Gerade das Ungebetene an Ratschlägen verleiht ihnen vielleicht den Reiz des Verbotenen. Und weil man es ja nur gut meint, fällt der Übergriff umso leichter.

In meinem Umfeld bin ich mit dem Hang zur Parentifikation nicht allein. Ich stelle in Gesprächen fest, dass sich auch andere gerade in der Corona-Phase einen bevormundenden Tonfall gegenüber ihren Eltern oder Grosseltern angewöhnt haben; dass auch Freunde und Bekannte älteren Verwandten, die in offizieller Terminologie pauschal als ‹vulnerabel› gelten, Ratschläge eintrichtern und diese über unübersichtliche Gefahrenlagen aufzuklären versuchen. Wenn Ältere auf abweichenden Standpunkten beharren, werden sie als renitent oder verstockt erlebt.
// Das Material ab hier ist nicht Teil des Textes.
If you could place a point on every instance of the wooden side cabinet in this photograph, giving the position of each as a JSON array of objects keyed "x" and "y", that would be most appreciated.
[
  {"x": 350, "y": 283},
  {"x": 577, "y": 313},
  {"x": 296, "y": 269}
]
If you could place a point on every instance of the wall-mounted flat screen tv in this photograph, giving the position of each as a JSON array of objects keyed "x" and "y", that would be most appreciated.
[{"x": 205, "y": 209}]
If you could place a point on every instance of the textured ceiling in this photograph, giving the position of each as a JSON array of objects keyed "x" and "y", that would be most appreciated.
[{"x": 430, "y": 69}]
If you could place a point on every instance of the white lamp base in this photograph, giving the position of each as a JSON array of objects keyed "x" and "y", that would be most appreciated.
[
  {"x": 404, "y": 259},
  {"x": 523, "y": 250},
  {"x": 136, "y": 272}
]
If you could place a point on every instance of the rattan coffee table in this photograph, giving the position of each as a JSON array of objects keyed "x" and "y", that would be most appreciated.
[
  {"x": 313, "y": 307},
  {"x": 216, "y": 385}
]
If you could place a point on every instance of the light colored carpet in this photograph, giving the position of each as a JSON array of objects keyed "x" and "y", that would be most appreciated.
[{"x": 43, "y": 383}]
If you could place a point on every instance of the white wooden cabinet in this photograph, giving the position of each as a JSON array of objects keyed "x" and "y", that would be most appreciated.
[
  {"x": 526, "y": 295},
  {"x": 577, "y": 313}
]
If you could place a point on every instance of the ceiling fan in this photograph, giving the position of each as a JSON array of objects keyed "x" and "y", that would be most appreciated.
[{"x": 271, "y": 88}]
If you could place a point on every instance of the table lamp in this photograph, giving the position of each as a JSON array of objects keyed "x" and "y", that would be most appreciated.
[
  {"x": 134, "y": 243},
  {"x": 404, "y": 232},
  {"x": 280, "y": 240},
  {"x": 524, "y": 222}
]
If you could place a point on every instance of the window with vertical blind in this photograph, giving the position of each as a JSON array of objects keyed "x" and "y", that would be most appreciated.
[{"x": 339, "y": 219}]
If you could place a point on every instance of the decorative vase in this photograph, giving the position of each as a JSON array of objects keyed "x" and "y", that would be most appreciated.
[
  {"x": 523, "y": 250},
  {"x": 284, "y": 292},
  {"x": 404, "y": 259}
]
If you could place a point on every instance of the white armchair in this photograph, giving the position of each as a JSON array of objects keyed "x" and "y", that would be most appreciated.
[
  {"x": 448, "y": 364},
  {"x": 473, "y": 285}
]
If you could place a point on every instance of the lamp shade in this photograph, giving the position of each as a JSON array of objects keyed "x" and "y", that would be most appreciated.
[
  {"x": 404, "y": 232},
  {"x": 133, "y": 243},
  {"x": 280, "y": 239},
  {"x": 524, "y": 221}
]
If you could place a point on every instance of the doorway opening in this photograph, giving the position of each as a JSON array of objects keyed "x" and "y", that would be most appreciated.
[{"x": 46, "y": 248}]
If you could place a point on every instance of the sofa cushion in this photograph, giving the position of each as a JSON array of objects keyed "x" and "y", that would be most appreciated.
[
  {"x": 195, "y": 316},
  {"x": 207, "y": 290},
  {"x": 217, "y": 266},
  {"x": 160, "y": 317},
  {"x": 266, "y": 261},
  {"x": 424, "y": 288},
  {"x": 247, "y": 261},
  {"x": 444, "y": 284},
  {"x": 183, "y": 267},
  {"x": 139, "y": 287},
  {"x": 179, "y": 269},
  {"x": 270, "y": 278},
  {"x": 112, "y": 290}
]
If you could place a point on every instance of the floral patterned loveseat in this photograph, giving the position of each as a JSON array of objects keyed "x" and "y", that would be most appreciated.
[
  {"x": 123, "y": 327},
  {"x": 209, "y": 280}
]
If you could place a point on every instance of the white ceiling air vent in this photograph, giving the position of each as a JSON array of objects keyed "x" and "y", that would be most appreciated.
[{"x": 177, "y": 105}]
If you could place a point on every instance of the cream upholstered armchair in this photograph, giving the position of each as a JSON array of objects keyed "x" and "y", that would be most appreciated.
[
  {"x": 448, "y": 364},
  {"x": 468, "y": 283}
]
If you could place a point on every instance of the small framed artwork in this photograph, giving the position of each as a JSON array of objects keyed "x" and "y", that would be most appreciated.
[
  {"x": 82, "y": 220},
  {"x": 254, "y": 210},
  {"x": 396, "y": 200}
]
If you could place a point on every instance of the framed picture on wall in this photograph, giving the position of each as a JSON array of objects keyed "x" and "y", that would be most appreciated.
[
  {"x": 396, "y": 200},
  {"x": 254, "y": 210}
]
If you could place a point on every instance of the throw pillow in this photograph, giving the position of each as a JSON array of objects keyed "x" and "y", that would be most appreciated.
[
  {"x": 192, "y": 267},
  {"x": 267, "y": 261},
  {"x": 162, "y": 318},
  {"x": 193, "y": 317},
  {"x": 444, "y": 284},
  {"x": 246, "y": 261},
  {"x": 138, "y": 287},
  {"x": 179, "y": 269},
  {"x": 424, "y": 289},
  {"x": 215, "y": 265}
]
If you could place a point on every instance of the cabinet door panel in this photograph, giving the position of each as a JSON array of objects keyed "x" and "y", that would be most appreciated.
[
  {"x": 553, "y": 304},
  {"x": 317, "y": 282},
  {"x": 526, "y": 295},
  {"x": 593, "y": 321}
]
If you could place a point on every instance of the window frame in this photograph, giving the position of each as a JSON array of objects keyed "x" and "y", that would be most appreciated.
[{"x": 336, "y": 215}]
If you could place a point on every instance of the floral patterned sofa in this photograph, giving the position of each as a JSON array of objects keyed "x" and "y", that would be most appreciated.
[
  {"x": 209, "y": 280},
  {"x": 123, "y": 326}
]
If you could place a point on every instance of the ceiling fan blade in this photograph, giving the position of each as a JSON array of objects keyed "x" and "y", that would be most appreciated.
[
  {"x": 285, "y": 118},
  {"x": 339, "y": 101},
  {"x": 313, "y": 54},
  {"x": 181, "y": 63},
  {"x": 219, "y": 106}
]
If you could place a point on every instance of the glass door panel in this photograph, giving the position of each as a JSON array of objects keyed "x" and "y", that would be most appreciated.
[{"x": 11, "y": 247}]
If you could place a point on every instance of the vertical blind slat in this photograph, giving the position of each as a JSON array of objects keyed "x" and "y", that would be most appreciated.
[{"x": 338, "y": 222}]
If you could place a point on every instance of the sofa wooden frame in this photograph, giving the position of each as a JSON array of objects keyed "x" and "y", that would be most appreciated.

Eine Chance, gelassener zu sein!

Mit den Corona-Massnahmen komme sie gut zurecht, beteuert meine Mutter. Als älterer Mensch müsse man ohnehin in vielen Lebensbereichen kürzertreten und Einbussen der Beweglichkeit hinnehmen. Corona habe diese Tendenz lediglich verstärkt. Besorgtheit in Massen sei willkommene Anteilnahme: «Mit dieser Haltung zeigst du, dass dir der andere nicht gleichgültig ist.»

In der Impffrage sind wir unterschiedlicher Auffassung. Meine Mutter setzt seit jeher auf Stärkung des Immunsystems durch natürliche Mittel. Industriechemischen Substanzen steht sie abwartend-reserviert gegenüber. Ich dagegen empfinde tiefe Erleichterung darüber, dass erste Impfstoffe zugelassen sind. Der Bewegungsradius gerade für Ältere weitet sich. Die Ohnmacht nimmt ab.

Mit der Impfung kehrt ein Stück Freiheit zurück. Es muss jedoch auch die Freiheit bestehen, sich nicht impfen zu lassen.

Wenn das ‹Betochtern› oder ‹Bevatern› eine neue Verhaltensweise ist, stehen die Chancen gut, dass sich mit dem voraussehbaren Abklingen der Pandemieangst wieder ein angemessen respektvolles Generationsverhältnis einstellt. Überbesorgtheit einem Elternteil gegenüber kann aber auch ein tiefsitzendes, aus der Kindheit herrührendes Verhaltensmuster sein, das sich unter Corona-Bedingungen nur deutlicher offenbart hat. In diesem Fall ist vielleicht der Moment gekommen, sich eine Beziehungsdeformation einzugestehen. Und den Weg frei zu machen für Loslassenkönnen.